[fèr trâblé la vòlaj mòrt] (loc. verb. COT. COT.)
Il est plus que probable que l’expression étudiée ci-dessous ait fait l’objet d’un très large complot visant à la faire disparaître.
Sa résonance trop forte et imagée avec l’actualité moderne qui n’aime pas que l’on se gausse de ses chantres (experts, spécialistes, consultants, et autres sachants-sans-doutes en tous genres), en aura fait une proie et les tenants de la juste pensée l’auront poussée au suranné. C’est certain.
La lire ici fait de vous des complices de sa mémoire. Vous étiez prévenus.
Faire trembler la volaille morte n’est donc plus utilisée depuis que la palme revient à celui qui parle le plus fort. Certains font porter à Bernard Tapie l’entière responsabilité de la pandémie qui décima la basse-cour, d’autres prétendent que la disparition télévisuelle du Petit Rapporteur est une date clef, et selon toute vraisemblance la béate et mercantile admiration portée par de riches puissants aux œuvres de Damien Hirst ne serait pas sans responsabilité dans l’affaire.

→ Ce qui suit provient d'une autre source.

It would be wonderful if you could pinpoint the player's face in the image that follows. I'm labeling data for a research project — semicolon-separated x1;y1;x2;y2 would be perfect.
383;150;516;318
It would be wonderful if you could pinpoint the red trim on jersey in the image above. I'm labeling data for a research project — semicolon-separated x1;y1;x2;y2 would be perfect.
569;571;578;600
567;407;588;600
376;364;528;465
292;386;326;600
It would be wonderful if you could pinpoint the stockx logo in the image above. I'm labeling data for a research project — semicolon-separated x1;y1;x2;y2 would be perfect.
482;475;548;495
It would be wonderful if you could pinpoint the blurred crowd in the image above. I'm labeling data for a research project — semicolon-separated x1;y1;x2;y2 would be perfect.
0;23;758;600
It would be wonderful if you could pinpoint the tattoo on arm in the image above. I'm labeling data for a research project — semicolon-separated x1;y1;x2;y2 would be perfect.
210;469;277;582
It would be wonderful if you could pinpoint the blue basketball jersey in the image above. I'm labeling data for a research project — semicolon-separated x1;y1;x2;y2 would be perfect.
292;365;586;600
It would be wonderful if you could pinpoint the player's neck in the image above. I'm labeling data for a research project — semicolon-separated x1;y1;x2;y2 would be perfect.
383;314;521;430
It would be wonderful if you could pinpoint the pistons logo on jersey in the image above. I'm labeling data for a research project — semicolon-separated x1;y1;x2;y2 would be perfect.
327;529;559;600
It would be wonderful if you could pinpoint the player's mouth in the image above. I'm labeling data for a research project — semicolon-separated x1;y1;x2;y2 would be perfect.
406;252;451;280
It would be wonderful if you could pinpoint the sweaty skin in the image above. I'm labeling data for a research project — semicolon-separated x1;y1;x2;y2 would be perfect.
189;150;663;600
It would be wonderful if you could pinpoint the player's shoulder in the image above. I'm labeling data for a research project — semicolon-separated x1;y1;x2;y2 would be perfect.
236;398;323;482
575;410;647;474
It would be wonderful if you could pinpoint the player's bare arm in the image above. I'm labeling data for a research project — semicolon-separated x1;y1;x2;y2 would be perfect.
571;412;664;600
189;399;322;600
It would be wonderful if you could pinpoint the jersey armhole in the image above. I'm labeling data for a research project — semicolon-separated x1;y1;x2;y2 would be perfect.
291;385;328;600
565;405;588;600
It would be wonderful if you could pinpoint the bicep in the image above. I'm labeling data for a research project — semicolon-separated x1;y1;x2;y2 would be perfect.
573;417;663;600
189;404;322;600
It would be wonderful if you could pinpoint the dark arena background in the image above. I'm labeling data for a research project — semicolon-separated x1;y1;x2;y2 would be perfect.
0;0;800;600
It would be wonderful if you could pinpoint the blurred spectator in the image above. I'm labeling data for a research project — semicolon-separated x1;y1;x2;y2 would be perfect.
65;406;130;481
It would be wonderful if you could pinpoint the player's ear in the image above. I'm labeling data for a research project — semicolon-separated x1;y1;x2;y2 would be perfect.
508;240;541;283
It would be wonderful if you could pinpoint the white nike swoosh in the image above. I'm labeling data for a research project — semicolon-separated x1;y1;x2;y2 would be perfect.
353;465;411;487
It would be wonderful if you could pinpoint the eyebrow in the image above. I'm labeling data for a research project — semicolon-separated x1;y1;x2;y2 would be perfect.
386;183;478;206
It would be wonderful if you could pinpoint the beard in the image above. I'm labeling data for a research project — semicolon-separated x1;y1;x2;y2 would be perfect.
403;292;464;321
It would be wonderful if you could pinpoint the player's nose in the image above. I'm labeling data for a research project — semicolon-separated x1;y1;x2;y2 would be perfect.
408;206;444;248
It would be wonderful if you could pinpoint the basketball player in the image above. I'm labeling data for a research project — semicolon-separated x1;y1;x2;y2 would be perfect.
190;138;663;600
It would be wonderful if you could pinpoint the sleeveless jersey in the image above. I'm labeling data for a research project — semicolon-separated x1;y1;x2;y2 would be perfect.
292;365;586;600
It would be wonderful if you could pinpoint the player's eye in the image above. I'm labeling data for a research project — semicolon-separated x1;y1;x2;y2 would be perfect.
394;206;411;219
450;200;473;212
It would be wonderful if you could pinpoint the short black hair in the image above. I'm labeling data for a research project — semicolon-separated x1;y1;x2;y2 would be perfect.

Et même si ces responsabilités sont bien sûr diluées, faire trembler la volaille morte n’est plus synonyme de dire une bêtise plus grosse que soi ou prétendre une incongruité énorme depuis belle lurette.
Le poulet peut reposer en paix, aucun frémissement d’effroi devant l’ampleur de la connerie mise sur la place publique ne viendra bafouer son dernier sommeil. Bien au contraire, les affirmations des uns et démonstrations des autres lui assurent de demeurer aux côtés des Dieux du poulailler pour très longtemps encore.
Dans les lointains temps surannés où le bon sens était dit paysan, faire trembler la volaille morte valait pour cinglant désaveu au bonimenteur quelconque venu déballer ses salades à la tribune médiatique et publique. Plus fort que n’importe quel sortilège vaudou à base de patte de poulet, la locution fouettait le rodomont cherchant l’onction du suffrage universel, bannissait à jamais le charlatan vendeur de produits vérolés, et boutait hors des murs de la ville le banquiste venu arnaquer le bon peuple.
S’il était dit de quelqu’un qu’il faisait trembler la volaille morte, son sort était scellé. On comprend dès lors l’intérêt de tous les discoureurs à plumer la bestiole et à la faire rôtir vite fait.
Pour clouer définitivement le bec à cette langue arrogante et critique, la volaille fut enfermée dans des hangars immondes, loin des regards qui auraient pu la contempler tremblante une fois le cou tordu. L’élevage en batterie et le poulet aux hormones zigouillèrent tout autant la recette ancestrale de la poule au pot ou du poulet basquaise que l’usage de faire trembler la volaille morte.
Les hâbleurs peuvent hâbler, les vantards se vanter, et les prétentieux prétendre : la volaille est bien morte. Elle ne tremblera plus devant l’immensité de leur bêtise.